Microservices Patterns
WHAT
Patterns for building distributed systems: service decomposition, inter-service communication, data management, and resilience. Helps you avoid the "distributed monolith" anti-pattern.
WHEN
- Decomposing a monolith into microservices
- Designing service boundaries and contracts
- Implementing inter-service communication
- Managing distributed transactions
- Building resilient distributed systems
KEYWORDS
microservices, service mesh, event-driven, saga, circuit breaker, API gateway, service discovery, distributed transactions, eventual consistency, CQRS
Decision Framework: When to Use Microservices
| If you have... | Then... |
|---|---|
| Small team (<5 devs), simple domain | Start with monolith |
| Need independent deployment/scaling | Consider microservices |
| Multiple teams, clear domain boundaries | Microservices work well |
| Tight deadlines, unknown requirements | Monolith first, extract later |
Rule of thumb: If you can't define clear service boundaries, you're not ready for microservices.
Service Decomposition Patterns
Pattern 1: By Business Capability
Organize services around business functions, not technical layers.
E-commerce Example:
├── order-service # Order lifecycle
├── payment-service # Payment processing
├── inventory-service # Stock management
├── shipping-service # Fulfillment
└── notification-service # Emails, SMS
Pattern 2: Strangler Fig (Monolith Migration)

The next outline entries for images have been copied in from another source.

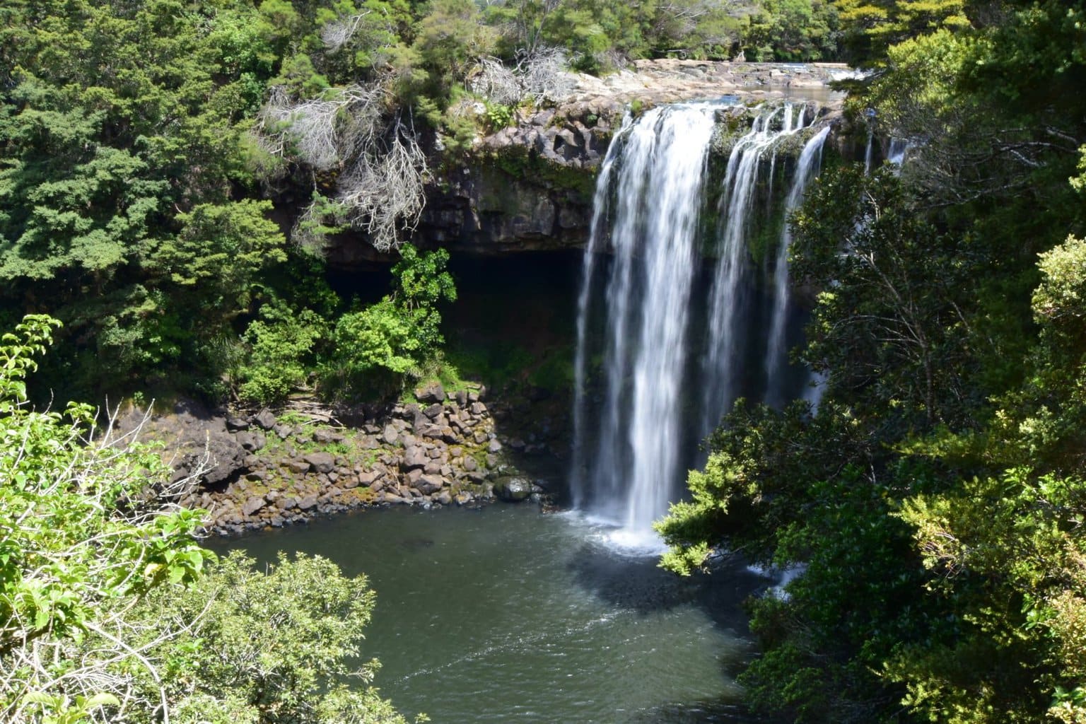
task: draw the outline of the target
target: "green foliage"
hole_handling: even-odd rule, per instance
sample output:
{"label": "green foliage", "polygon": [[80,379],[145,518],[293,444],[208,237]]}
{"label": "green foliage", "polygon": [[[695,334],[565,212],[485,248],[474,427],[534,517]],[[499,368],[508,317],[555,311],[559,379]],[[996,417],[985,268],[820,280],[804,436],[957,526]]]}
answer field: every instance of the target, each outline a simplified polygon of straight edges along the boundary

Gradually extract from monolith without big-bang rewrites.
1. Identify bounded context to extract
2. Create new microservice
3. Route new traffic to microservice
4. Gradually migrate existing functionality
5. Remove from monolith when complete
# API Gateway routing during migration
async def route_orders(request):
if request.path.startswith("/api/orders/v2"):
return await new_order_service.forward(request)
else:
return await legacy_monolith.forward(request)
Communication Patterns
Pattern 1: Synchronous (REST/gRPC)
Use for: Queries, when you need immediate response.
import httpx
from tenacity import retry, stop_after_attempt, wait_exponential
class ServiceClient:
def __init__(self, base_url: str):
self.base_url = base_url
self.client = httpx.AsyncClient(timeout=5.0)
@retry(stop=stop_after_attempt(3), wait=wait_exponential(min=1, max=10))
async def get(self, path: str):
"""GET with automatic retries."""
response = await self.client.get(f"{self.base_url}{path}")
response.raise_for_status()
return response.json()
# Usage
payment_client = ServiceClient("http://payment-service:8001")
result = await payment_client.get(f"/payments/{payment_id}")
Pattern 2: Asynchronous (Events)
Use for: Commands, when eventual consistency is acceptable.
from aiokafka import AIOKafkaProducer
import json
@dataclass
class DomainEvent:
event_id: str
event_type: str
aggregate_id: str
occurred_at: datetime
data: dict
class EventBus:
def __init__(self, bootstrap_servers: List[str]):
self.producer = AIOKafkaProducer(
bootstrap_servers=bootstrap_servers,
value_serializer=lambda v: json.dumps(v).encode()
)
async def publish(self, event: DomainEvent):
await self.producer.send_and_wait(
event.event_type, # Topic = event type
value=asdict(event),
key=event.aggregate_id.encode()
)
# Order service publishes
await event_bus.publish(DomainEvent(
event_id=str(uuid.uuid4()),
event_type="OrderCreated",
aggregate_id=order.id,
occurred_at=datetime.now(),
data={"order_id": order.id, "customer_id": order.customer_id}
))
# Inventory service subscribes and reacts
async def handle_order_created(event_data: dict):
order_id = event_data["data"]["order_id"]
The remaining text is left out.